最近は、118番元素まで命名されて、ますます、類書が多く発行されている感がある。
(1)『元素周期表パーフェクトガイド』(誠文堂新光社、2017年2月)
(2)江頭和宏『元素の名前辞典』(九州大学出版会、2017年8月)
(3)『14歳からのニュートン 超絵解本 元素の並びに秘められた法則 周期表』(ニュートンプレス、2022年7月)
(4)江頭和宏(著)、黒抹茶(絵)『元素に名前をつけるなら』(オーム社、2022年10月)

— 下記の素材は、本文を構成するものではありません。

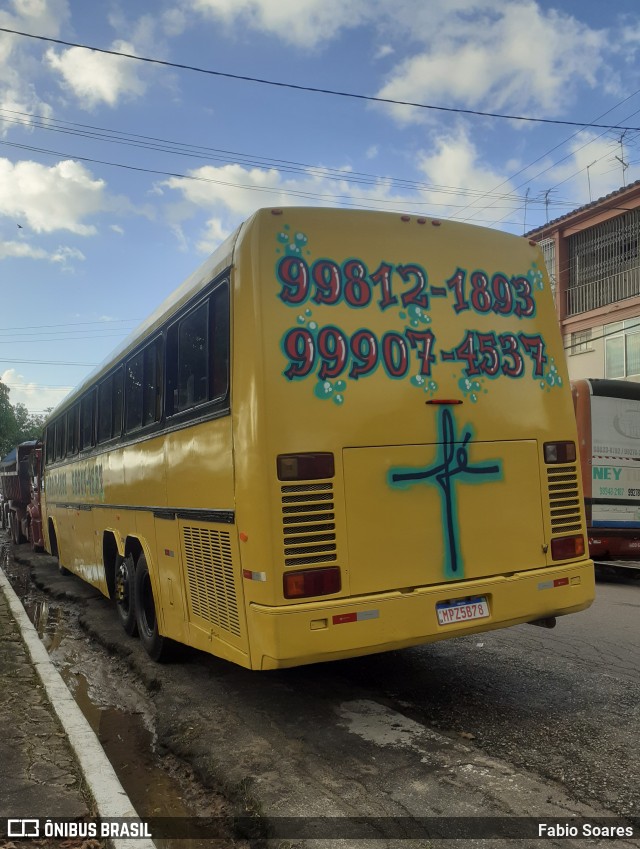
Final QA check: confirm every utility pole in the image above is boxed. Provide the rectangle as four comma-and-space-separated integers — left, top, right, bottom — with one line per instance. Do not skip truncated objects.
615, 130, 629, 188
587, 159, 598, 203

(5)キット・チャップマン(著)、渡辺正(訳)『元素創造 93~118番元素をつくった科学者たち』(白揚社、2021年8月)
(6)左巻健男『面白くて眠れなくなる元素』(PHP研究所、2016年7月)
(7)栗山恭直・東京エレクトロン(監修)、森山晋平(文)『世界でいちばん素敵な 元素の教室』(三才ブックス、2017年11月)
(8)三井和博(監修)『新版 元素ビジュアル図鑑』(洋泉社、2016年2月)・・・元素の鉱物・結晶の写真を掲載
(9)若林文高(監修)『図解 苦手を”おもしろい”に変える!大人になってからもう一度受けたい授業 元素の世界』(朝日新聞出版、2021年11月)
この本には、元素番号172番までの元素を並べた「拡張周期表」(2011年公表)が紹介されている(118~119頁)。
いままでの周期表には収まりきらない「121~138番元素」(8周期)が、88番ラドンと89番アクチニウムの間の下に新たに並び、横長に拡張されている。
139~140番、165~166番、167~168番が、左から右への順番を守らない、不規則な位置に並ぶことも、興味深い。
141~164番(8周期)は、89~112番の下に並ぶ。
165~166番(9周期)は、119~120番(87~88番の下)の下に並ぶ。
167~168番(9周期)は、139~140番(113~114番の下)の下に並ぶ。
169~172番(8周期)は、115~118番の下に並ぶ。
★113番元素の命名権は日本に与えられた。1908年に小川正孝が発見を報告したエカマンガン(当時、43番元素と考えた
が、小川の遺品のX線写真乾板の解読により、2003年に75番元素レニウムと判明した)に付けられた「ニッポニウム」という
元素名は、今では幻となってしまい、元素記号が93番元素のネプツニウム(Np)に既に使用(1940年発見)されているので、
過去に一旦、登録された元素名は採用できないというルールによって、除外された。その結果、命名権を持つ関係者により、
日本に由来する「ニホニウム(Nh)」の採用となった(日本初、アジア初の命名)。2016年11月に正式に決定された。
※正式に命名されていない新しい元素には、IUPACによる暫定名が、下の命名規則によって一時的に用いられる。
ただし、研究者の間ではほとんど用いられず、誰にでもわかりやすいように、元素番号の数字を用いるのが通例である。
0(nil ニル) 1(un ウン) 2(bi ビ) 3(tri トリ) 4(quad クアド)
5(pent ペント) 6(hex ヘキス) 7(sept セプト) 8(oct オクト) 9(enn エン)
最後に「ium」をつける。ただし、「i」が重なる場合には、「um」をつける。「n」が3つ重なる場合には、2つにする。
日本語名は、できた名称を日本語読みする。 元素記号はそれぞれの頭文字を一字ずつとってつける。